A Ben-Gurion University professor and a professor from California State University believe they will be able to expand the understanding of dark matter in the scientific community and beyond.
Illustration Photo Credit: Shutterstock
For years, dark matter was considered a celestial conundrum: A mysterious matter hypothesized by astronomers to explain the gravitational force holding galaxies and galaxy clusters together.
Unlike “ordinary matter,” dark matter is undetectable, even by electromagnetic radiation, which can detect radio waves and gamma rays. Yet dark matter is one of the basic components of the universe and five times more abundant than ordinary matter.
Photo Credit: Ben-Gurion University
While astronomical measurements have confirmed its existence, attempts at direct detection have had minimal success, leaving us with only a vague understanding of it. But with today’s technological and scientific advancements, there may be a way to learn more about this celestial mystery.
Ben-Gurion University of the Negev’s Prof. Ron Folman will lead an international effort to detect and observe dark matter directly in collaboration with Prof. Derek Jackson Kimball of California State University.
“Astronomical observations have brought the scientific community to the conclusion that a very large portion of the mass in the universe does not emit light and is therefore invisible to our telescopes,” explains Folman. “This has led to the dark matter paradigm. The essence of this project is to find new methods to detect this material.”
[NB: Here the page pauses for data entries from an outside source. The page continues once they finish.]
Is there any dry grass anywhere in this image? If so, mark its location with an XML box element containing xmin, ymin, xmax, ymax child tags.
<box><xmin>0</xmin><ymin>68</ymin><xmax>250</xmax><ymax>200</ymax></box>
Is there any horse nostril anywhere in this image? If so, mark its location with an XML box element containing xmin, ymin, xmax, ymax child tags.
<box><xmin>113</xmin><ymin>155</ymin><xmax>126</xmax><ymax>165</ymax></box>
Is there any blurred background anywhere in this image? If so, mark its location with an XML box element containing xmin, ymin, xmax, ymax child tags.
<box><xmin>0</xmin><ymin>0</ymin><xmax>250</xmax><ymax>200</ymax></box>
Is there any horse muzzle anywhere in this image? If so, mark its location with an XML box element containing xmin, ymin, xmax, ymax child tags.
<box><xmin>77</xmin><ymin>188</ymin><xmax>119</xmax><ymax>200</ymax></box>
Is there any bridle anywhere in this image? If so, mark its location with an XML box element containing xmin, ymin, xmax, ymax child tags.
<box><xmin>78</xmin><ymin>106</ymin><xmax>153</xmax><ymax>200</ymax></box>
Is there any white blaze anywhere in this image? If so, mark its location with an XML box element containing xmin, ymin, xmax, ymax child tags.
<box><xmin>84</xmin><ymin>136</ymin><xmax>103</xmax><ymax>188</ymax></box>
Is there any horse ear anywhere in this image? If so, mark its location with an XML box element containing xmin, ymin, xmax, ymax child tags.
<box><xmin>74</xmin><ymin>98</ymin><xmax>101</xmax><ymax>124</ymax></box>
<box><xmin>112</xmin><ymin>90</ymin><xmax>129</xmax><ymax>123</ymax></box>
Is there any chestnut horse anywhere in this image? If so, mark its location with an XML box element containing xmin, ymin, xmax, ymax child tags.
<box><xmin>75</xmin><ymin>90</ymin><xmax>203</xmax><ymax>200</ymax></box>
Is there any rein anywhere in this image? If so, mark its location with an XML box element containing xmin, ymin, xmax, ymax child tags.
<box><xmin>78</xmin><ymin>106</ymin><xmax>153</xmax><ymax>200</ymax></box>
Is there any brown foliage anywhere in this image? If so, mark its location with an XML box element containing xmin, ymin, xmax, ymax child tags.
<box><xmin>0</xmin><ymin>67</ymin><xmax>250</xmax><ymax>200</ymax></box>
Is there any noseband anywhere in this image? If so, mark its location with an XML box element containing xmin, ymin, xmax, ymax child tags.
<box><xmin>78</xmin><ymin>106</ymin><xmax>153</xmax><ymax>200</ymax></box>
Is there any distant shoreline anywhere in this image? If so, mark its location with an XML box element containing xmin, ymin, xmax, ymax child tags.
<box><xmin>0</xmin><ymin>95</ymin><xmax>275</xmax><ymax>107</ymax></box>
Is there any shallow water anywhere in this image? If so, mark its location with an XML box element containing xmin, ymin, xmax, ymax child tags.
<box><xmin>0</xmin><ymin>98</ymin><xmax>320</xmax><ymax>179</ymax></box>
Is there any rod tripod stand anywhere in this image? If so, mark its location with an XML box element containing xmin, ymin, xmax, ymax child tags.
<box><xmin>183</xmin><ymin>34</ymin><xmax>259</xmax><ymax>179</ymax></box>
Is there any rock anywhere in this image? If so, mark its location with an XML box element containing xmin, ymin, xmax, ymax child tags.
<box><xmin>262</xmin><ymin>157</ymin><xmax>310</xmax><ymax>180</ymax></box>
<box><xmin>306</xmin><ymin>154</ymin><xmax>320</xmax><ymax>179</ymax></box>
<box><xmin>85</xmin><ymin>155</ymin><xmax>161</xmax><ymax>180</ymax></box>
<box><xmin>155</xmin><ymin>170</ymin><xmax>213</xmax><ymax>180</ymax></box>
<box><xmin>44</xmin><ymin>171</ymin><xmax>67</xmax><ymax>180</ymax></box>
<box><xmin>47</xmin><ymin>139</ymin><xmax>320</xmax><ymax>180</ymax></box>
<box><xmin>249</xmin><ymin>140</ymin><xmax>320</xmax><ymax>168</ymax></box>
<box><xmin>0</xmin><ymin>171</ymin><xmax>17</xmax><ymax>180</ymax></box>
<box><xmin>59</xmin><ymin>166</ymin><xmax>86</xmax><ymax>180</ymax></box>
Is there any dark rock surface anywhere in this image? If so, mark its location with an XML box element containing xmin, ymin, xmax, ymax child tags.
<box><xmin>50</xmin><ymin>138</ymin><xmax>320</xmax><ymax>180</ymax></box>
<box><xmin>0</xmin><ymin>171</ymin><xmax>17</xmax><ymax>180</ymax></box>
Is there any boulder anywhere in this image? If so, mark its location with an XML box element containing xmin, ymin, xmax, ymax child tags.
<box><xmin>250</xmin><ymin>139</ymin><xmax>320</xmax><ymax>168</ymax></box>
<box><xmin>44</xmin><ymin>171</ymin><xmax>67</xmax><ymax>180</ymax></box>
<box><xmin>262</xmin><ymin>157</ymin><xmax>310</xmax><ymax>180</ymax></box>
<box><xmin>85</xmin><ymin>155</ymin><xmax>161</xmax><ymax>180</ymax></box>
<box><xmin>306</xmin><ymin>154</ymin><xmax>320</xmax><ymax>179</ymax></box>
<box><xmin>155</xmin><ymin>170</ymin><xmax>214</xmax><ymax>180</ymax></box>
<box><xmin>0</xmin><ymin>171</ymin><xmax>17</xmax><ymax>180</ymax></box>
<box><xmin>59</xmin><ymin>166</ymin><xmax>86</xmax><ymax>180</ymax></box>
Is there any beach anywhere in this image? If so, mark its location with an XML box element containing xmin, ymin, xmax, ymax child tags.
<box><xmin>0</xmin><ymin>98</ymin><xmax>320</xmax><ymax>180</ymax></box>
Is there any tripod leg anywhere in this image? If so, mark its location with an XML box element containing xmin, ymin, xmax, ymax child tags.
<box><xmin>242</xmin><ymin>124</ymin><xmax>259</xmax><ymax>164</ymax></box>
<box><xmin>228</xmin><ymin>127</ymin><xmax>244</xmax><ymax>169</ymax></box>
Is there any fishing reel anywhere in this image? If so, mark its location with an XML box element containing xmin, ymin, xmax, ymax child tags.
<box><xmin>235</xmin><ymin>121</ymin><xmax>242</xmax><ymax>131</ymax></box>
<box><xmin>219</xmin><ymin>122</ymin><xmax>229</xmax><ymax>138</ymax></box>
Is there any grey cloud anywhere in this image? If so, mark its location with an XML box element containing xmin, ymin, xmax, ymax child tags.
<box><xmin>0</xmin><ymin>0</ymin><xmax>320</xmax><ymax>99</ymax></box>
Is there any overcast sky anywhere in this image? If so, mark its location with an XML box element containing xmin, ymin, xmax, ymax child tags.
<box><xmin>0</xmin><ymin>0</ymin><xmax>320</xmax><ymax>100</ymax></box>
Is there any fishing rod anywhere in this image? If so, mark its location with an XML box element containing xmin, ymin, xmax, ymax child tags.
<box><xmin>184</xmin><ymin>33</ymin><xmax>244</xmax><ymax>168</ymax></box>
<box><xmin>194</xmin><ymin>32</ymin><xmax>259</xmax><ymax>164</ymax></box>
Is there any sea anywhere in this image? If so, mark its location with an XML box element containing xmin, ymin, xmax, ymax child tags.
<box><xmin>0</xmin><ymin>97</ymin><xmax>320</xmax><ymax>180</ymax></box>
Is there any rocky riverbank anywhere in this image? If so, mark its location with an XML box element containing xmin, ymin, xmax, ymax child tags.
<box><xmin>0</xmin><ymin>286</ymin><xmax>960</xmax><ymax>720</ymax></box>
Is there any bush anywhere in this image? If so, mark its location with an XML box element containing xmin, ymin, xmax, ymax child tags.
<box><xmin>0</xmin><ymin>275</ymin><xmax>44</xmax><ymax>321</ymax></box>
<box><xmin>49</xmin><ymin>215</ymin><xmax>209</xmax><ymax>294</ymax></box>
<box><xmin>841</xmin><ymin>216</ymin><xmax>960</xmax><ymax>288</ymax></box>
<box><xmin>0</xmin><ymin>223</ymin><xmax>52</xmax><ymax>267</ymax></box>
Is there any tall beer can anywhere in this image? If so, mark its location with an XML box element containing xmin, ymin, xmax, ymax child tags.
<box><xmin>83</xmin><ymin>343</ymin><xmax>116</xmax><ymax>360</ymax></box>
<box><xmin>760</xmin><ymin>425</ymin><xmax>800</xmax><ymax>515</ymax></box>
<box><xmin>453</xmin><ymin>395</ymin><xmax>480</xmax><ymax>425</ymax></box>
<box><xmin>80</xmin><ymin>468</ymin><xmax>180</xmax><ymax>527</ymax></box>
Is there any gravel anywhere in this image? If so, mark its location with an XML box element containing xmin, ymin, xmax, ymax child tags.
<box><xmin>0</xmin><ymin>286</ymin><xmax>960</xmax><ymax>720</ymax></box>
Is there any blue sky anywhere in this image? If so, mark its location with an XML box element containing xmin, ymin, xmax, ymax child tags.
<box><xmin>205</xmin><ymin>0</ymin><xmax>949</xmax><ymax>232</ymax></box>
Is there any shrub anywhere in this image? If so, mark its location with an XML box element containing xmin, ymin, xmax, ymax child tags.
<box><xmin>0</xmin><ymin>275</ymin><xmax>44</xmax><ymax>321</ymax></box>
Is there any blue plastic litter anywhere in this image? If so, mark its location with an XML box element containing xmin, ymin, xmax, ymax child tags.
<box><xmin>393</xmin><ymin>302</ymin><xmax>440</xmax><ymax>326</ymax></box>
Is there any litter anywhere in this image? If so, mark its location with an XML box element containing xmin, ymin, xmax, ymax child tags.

The research will be based on a theory that there are types of dark matter that generate a signal similar to a magnetic field, which means it should be detectable via highly sensitive magnetic sensors. By combining this theory with the scientific and technological advancements in atomic spectroscopy, magnetic sensors, lasers and optics, atomic clocks and advanced electronics, they plan to construct and operate an advanced dark matter detector.
Folman and his esteemed colleagues believe they will be able to expand the understanding of dark matter in the scientific community and beyond.